I Can’t Stomach Looking at my Daughter-in-law

Question: Dear Luise: How do I ever forgive or deal with a daughter-in-law that has repeatedly cheated on my son and stayed out all night while he was taking care of their two very young children. She does no housework at all. He works full time, plus does all the housework and cooking. He has left her twice now and is considering going back. She has hurt him so much and I feel that the pattern will never change. I don’t want to lose my son but I can’t stomach looking at her. I truly want her to disappear. She was low enough to carry on her affair when we had opened our home to them to help them get back on their feet financially. I feel such contempt for her. Help! R.

Answer: Dear R.: The situation you describe is a really tough one, as you well know. You want to help but then you end up enabling. On the other hand, there are two little kids who deserve a lot better.

Your son has his lessons to learn and the most painful thing of all is that you can’t help him much with that. He has to see through his wife if and when he does and he has to be the one to break away and stay away…if and when he can. It’s his life and they are his lessons.

The only thing I know of that you can do is to love him and your grandchildren and keep as much distance as you possibly can between you and his wife. Hoping she will disappear and hating her doesn’t help but/and there is absolutely no need for you to forgive her. It isn’t about you and your daughter-in-law. Getting that you can’t solve this, he has to…is all that will help. And if he doesn’t, then that’s his choice.

We have kids and then we let go of them…or we try to. Yes, we step in now and again and try to help under adverse circumstances, but we can’t call the shots. If asked, we can counsel, and then our grown children must still make their own choices. Sometimes it may look to them, (and to us), like they have no choice. That’s never true. When people say that…it’s because they can’t bear the consequences of some of the choices available to them.

Your son knows how you feel about his wife.
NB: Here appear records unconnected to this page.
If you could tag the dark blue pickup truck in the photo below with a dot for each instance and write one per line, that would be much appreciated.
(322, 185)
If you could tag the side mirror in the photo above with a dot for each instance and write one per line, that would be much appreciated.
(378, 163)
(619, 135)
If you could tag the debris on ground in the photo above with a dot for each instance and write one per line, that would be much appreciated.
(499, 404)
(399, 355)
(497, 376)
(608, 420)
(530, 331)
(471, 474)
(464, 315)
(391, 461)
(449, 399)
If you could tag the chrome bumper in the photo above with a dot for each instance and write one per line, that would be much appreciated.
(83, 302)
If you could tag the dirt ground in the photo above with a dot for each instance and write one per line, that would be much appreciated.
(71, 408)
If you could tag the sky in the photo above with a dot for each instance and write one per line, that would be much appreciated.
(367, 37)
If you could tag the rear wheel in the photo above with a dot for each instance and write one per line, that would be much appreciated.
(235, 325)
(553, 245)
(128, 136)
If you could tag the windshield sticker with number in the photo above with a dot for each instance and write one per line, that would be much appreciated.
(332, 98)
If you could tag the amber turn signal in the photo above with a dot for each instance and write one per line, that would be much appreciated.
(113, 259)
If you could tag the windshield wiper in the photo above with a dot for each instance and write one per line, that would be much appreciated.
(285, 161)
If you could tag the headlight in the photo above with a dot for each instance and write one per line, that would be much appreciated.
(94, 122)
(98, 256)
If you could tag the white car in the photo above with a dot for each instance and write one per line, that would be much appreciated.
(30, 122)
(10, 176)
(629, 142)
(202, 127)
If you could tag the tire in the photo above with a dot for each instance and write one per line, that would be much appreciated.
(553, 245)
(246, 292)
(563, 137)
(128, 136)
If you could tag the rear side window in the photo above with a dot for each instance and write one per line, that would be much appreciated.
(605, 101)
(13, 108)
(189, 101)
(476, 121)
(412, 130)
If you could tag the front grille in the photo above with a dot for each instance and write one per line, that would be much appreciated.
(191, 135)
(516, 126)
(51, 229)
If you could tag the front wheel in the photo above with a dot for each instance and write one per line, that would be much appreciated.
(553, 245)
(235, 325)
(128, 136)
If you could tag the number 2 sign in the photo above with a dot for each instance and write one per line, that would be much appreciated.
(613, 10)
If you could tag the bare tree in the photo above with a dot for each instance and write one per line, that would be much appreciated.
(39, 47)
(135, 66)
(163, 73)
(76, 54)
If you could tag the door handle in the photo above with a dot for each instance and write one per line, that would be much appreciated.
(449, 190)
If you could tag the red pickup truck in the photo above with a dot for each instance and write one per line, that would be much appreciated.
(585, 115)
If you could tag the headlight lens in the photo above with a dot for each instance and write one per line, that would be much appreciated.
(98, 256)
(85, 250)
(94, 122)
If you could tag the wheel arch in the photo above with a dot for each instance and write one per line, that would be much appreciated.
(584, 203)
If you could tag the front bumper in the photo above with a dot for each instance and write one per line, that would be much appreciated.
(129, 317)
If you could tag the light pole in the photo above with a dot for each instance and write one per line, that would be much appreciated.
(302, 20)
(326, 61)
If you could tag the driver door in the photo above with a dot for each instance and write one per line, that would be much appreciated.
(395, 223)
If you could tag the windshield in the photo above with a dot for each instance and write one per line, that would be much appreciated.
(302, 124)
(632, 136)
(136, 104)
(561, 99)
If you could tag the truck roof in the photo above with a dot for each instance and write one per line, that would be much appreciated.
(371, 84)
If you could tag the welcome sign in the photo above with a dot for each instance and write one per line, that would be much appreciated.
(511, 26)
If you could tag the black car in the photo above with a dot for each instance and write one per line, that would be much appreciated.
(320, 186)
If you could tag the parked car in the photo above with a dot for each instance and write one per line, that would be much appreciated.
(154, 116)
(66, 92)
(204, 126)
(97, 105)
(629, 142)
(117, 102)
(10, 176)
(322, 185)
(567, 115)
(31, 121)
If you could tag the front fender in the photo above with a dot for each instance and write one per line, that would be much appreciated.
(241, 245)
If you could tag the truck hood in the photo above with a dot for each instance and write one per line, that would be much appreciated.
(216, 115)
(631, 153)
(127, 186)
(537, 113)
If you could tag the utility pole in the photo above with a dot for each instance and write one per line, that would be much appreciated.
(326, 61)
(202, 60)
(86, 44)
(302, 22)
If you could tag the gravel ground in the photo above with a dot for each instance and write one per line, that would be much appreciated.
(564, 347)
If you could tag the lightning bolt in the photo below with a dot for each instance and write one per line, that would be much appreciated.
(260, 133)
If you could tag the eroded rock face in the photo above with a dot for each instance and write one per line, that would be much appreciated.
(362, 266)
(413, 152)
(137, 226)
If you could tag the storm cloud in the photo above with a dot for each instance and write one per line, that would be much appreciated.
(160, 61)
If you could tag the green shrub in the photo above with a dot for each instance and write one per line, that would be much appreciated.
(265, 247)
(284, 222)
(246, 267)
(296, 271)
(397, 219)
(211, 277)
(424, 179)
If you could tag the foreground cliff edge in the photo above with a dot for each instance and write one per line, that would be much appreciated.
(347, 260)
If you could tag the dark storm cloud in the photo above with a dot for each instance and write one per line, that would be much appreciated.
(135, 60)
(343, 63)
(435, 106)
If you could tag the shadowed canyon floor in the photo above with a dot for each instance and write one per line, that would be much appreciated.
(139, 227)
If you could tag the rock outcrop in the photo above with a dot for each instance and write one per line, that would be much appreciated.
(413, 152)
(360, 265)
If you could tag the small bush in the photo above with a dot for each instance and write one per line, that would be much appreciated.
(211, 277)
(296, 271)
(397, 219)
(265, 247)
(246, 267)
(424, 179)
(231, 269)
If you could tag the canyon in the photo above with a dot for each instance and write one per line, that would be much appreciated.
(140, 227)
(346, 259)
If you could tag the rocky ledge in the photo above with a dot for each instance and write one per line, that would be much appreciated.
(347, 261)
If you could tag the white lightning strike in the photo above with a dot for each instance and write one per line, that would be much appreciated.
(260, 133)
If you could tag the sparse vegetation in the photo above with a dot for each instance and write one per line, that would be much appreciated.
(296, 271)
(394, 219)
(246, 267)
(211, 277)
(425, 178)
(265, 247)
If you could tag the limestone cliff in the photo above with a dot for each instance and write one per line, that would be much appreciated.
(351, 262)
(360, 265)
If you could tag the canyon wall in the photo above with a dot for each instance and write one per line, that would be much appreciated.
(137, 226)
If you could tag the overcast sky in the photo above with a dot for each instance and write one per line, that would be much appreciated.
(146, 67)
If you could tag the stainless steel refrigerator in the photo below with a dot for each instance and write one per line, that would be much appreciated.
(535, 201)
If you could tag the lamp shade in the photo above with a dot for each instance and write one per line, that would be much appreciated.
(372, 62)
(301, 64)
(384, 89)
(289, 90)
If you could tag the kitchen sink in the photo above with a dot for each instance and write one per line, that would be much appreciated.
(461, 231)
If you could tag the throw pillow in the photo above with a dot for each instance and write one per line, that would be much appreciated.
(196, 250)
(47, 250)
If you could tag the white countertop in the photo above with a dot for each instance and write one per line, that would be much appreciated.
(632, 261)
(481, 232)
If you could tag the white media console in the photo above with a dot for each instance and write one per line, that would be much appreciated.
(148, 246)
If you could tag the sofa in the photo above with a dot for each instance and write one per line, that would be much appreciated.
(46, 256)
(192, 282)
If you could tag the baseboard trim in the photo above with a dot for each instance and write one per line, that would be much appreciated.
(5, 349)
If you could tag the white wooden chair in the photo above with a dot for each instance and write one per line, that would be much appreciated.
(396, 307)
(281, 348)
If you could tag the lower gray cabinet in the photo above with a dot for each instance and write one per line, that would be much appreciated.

He also knows what she’s been up to. He was once drawn to her and he once loved her. He has to work his way through this in his own time and in his own way.

Continue to let him know that you are in his corner. You have no way of knowing how much that may mean to him. He may not even know it, yet. Blessings, Luise

5 Responses to I Can’t Stomach Looking at my Daughter-in-law

  1. S. December 27, 2010 at 8:14 pm #

    So sorry to hear about your daughter-in-law. I know exactly how you feel as I can not stomach my daughter-in-law either. She is extremely selfish, jealous, manupulative, delusional, brainwashing and abusive….she really needs help and has torn my family apart. I don’t see my son much and it hurts so much :(((( It is all about her family and her family does nothing but bad mouth my family and they have pretty much adopted him and convinced him that he is better off without us….huge family feud. The advice above helped and I will let go, stay in his corner, counsel when asked and love him and his children and pray to God that he finds the strength to leave her. S.

    • Luise January 7, 2011 at 1:22 pm #

      I invite you to come over to my Web-forum – http://www.WiseWomenUnite.com where we address issues with adult children. You may find some much-needed support there.

  2. T. July 30, 2011 at 1:26 am #

    I Too have an insecure daughter inlaw. She cheated with my son while my grandson was fighting Cancer. My grandsons mother stayed by his side for 2 years while he lost his battle. My sons wife who he had married during this time would not allow my son to be with my grandson in his last days and came to his funeral with her friends to cause his mother grief. In a nut shell its been an ongoing battle for me and my son, his wife will not allow me to see him or my granddaughter they have together until I end my relationship with my grandsons mother who also has my twin grandson to the one who passed. I have tried numerous times to exten my hand to my daughter inlaw to 4no avail. I’m tired and angry and have come to hate her. We as a family are torn and this evil woman is to blame. I know my son is at fault too but I miss him dearly. What can be done at this point if anything at all. I will not give up the relationship I have with my grandson’s mother, she is a wonderful person and has not caused me or my family any harm. T.

    • Luise August 7, 2011 at 8:41 am #

      You have made a loving and loyal choice and there are consequences that go with it. There’s no way to change others. Please consider coming over to my Web-forum and joining a supportive commnity of women who are facing similar issues. http://www.WideWomenUnite.com Blessings, Luise

  3. ANNE December 29, 2016 at 5:38 am #

    DAUGHTER IN LAW WOULD NOT ALLOW GRANDCHILDREN TO VISIT AND PICK UP CHRISTMAS PRESENTS. WOULD NOT ALLOW AUNT VISITING FROM OUT OF STATE TO COME AND VISIT.
    SON JUST LETS HER BEHAVE LIKE THIS.